Equine therapist Mimi Porter can provide a checklist of people, including coaches and players, who have supported University of Kentucky women's athletics and could have received an award for their efforts this year.
So Porter was humbled to receive the Sue Feamster Trailblazer Award during the women's basketball game Sunday at Memorial Coliseum.
"There are loads of people who come to mind," she said. "I'm pretty humbled that I was the person they chose."
Porter was the first female certified athletic trainer in Kentucky.
She is the second recipient of the Trailblazer Award, which was established last year and is named for the university's first women's athletics director and basketball coach. Last year, former UK first lady Gloria Singletary received the award.
Porter is "quite an entrepreneur, and I'm really proud to have worked with her," said Feamster, who has continued to follow Porter's career.
Porter, who lives on a farm in Fayette County, has a bachelor's degree in education and a master's degree in physical education, both from UK. While in graduate school, she became interested in sports medicine and athletics training.
She worked at the Shively Sports Center, taping football players for practice and providing therapy to male and female athletes. Porter served as the head women's trainer.
Porter lectured across the country about women's sports medicine, and she helped write the state's first licensing law for sports medicine and athletics training.
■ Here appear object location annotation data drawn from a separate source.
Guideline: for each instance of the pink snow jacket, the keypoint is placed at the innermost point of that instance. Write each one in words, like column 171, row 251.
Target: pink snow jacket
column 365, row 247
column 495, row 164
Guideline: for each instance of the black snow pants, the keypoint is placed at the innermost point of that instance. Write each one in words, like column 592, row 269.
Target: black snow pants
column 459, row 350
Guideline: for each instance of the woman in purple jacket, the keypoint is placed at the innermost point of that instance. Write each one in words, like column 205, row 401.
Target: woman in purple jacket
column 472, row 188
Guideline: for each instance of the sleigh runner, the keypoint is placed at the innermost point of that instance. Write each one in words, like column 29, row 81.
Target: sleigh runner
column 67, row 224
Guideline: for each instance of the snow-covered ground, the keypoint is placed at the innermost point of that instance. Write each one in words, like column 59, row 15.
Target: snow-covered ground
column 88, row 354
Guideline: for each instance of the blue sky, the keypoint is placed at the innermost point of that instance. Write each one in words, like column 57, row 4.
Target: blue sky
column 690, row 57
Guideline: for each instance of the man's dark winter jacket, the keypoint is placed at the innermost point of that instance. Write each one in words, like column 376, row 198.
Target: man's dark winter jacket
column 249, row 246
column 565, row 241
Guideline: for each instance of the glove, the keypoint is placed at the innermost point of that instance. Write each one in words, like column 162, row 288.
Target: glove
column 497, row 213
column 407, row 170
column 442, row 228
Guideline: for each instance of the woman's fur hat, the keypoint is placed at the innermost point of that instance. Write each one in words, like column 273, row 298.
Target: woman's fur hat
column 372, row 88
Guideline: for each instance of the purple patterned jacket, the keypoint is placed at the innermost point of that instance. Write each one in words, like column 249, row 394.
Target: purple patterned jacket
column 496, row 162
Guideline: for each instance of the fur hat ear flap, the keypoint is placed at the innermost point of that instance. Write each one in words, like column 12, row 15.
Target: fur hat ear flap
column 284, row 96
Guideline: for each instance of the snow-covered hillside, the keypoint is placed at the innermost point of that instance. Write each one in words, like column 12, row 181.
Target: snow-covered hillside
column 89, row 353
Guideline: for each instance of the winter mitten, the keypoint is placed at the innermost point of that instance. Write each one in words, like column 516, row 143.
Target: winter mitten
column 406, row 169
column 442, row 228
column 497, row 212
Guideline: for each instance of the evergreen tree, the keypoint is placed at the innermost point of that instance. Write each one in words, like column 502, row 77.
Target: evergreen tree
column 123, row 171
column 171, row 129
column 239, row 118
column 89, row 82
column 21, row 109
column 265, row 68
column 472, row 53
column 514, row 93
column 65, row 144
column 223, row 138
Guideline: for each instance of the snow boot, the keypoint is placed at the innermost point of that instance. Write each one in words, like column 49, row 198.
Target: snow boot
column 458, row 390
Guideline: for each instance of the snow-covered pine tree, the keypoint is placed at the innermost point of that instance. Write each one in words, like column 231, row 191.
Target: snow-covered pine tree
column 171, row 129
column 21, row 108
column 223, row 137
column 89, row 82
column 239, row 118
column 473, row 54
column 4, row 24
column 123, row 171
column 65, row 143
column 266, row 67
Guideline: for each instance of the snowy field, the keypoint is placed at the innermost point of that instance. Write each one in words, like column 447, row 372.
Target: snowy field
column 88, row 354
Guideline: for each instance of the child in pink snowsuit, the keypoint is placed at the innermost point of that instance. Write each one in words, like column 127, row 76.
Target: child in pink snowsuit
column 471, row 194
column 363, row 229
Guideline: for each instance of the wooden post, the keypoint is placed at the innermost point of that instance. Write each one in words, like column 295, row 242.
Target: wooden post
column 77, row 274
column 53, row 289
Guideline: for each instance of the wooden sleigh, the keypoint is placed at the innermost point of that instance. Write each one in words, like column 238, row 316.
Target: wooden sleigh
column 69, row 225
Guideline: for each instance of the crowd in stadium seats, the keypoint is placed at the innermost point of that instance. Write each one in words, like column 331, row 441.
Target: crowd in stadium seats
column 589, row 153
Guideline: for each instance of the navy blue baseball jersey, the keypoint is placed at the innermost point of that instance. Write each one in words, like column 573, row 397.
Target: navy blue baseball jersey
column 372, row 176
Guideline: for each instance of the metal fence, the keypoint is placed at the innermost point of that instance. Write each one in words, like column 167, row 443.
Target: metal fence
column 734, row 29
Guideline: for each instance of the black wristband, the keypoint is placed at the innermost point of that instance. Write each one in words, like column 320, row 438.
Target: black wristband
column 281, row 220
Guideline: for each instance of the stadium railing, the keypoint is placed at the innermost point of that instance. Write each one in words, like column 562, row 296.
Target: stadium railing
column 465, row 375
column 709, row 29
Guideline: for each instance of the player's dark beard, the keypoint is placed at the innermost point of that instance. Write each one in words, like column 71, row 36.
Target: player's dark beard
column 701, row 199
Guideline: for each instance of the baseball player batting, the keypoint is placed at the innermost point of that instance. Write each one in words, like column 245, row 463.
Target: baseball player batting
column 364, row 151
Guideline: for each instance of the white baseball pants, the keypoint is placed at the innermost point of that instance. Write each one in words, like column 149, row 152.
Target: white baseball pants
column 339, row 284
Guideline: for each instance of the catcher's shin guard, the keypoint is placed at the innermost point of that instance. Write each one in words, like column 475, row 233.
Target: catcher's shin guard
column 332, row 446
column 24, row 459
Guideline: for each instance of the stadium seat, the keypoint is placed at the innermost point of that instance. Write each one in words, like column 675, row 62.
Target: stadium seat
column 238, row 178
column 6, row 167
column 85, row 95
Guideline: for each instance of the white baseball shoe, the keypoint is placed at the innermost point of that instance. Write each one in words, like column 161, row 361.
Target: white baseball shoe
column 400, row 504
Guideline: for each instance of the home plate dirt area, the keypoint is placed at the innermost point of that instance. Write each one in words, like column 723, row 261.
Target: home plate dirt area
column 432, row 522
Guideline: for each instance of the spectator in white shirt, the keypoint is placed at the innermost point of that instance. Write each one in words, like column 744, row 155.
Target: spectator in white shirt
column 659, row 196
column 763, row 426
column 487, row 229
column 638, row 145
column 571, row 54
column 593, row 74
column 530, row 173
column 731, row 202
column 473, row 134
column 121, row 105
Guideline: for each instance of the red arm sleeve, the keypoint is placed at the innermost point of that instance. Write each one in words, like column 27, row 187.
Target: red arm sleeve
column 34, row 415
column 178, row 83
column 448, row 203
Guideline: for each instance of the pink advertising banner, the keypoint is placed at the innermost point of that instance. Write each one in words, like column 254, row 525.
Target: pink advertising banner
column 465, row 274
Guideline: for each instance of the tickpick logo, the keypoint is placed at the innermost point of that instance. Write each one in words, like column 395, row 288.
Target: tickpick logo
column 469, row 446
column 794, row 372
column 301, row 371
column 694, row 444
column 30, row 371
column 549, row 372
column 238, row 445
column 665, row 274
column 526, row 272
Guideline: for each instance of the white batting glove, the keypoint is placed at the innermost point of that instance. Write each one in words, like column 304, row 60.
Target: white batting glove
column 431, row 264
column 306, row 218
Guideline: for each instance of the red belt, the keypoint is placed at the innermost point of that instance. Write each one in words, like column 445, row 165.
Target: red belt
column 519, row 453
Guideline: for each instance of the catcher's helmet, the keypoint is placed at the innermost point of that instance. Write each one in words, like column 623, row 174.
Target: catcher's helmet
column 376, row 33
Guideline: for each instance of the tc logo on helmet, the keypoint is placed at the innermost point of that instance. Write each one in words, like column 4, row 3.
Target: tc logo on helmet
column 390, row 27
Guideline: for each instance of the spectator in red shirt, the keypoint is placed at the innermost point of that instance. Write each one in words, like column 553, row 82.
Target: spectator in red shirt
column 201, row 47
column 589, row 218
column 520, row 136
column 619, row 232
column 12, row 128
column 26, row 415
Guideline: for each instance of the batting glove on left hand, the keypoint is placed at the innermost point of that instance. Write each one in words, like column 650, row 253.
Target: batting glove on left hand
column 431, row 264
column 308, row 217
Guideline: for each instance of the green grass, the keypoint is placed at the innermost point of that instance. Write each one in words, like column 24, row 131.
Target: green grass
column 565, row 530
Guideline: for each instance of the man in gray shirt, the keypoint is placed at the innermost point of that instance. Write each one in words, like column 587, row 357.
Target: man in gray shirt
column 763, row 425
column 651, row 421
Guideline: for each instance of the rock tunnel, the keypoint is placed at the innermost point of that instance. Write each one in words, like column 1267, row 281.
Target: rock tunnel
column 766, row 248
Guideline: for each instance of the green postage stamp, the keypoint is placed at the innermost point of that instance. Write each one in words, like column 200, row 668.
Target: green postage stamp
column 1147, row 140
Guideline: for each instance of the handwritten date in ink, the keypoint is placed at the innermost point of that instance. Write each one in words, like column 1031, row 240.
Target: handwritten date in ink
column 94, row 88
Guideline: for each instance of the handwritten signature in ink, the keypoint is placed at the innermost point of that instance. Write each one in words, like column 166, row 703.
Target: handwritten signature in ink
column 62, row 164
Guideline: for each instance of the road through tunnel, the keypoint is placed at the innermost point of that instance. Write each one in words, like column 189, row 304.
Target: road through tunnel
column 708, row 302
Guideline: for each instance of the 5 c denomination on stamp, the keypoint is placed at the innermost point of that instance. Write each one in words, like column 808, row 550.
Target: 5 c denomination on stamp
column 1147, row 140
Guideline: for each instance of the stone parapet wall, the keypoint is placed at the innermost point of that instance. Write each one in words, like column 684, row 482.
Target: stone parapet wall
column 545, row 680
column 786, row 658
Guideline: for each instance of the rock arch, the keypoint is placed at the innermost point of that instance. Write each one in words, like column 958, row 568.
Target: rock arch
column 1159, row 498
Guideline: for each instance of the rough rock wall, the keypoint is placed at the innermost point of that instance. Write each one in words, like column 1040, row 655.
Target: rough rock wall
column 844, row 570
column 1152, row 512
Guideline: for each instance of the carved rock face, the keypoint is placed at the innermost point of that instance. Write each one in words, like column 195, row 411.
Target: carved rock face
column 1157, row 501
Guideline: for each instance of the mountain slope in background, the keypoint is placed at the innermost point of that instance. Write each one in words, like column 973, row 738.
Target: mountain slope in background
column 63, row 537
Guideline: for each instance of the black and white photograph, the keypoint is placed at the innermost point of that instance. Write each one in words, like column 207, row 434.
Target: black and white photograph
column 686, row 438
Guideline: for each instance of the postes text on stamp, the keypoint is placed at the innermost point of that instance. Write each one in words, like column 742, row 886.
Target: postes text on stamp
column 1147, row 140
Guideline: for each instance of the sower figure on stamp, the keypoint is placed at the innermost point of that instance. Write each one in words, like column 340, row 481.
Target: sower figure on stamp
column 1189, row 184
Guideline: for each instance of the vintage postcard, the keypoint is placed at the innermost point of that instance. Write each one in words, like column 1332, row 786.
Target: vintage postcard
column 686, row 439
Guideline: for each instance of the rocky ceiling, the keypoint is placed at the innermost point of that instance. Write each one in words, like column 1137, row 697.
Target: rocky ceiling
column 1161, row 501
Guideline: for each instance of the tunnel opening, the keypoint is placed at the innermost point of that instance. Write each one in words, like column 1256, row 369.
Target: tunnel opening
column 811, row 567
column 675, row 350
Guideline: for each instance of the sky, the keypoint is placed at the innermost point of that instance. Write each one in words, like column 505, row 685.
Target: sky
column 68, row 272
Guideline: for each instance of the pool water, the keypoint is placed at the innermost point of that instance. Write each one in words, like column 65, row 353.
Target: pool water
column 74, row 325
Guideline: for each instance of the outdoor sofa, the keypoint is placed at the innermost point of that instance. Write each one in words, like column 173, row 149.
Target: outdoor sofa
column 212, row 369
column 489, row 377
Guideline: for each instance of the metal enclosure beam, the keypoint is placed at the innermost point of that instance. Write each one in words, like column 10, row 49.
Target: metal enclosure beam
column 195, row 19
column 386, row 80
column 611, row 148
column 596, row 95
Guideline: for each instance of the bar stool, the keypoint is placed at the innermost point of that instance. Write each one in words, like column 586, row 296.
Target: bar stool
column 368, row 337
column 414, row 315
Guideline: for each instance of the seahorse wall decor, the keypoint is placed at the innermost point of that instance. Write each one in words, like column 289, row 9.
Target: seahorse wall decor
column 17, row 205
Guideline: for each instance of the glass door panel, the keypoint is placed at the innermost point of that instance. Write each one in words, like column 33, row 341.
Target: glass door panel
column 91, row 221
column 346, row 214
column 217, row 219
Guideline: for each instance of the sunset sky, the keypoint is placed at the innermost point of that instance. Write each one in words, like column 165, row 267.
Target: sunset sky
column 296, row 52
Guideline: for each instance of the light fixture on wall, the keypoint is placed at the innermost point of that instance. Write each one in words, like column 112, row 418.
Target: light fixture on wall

Porter said one of the highlights of her career was getting a weight room and a conditioning program established for female athletes in the 1970s.
"The notion of women increasing their strength in a workout room was a new thing," Porter said.
She said she's proud of the program because it fostered a new way of looking at women in sports — as athletes.
Porter later decided to dedicate her career to horses. She founded Equine Therapy Inc. in 1981 and has traveled across the country teaching and providing therapy for horses.
She has written two books about horse therapy, contributed chapters to veterinary books and written dozens of research articles.
In 1996, Porter served on the equine staff during the Olympic Games in Atlanta. Porter said she's looking forward to working during the Alltech FEI World Equestrian Games later this year.
Porter recalled her experience at the Olympics, saying she has an idea about what it will be like to have the best in the world competing in Lexington.
"That's going to be a once-in-a-lifetime situation," she said.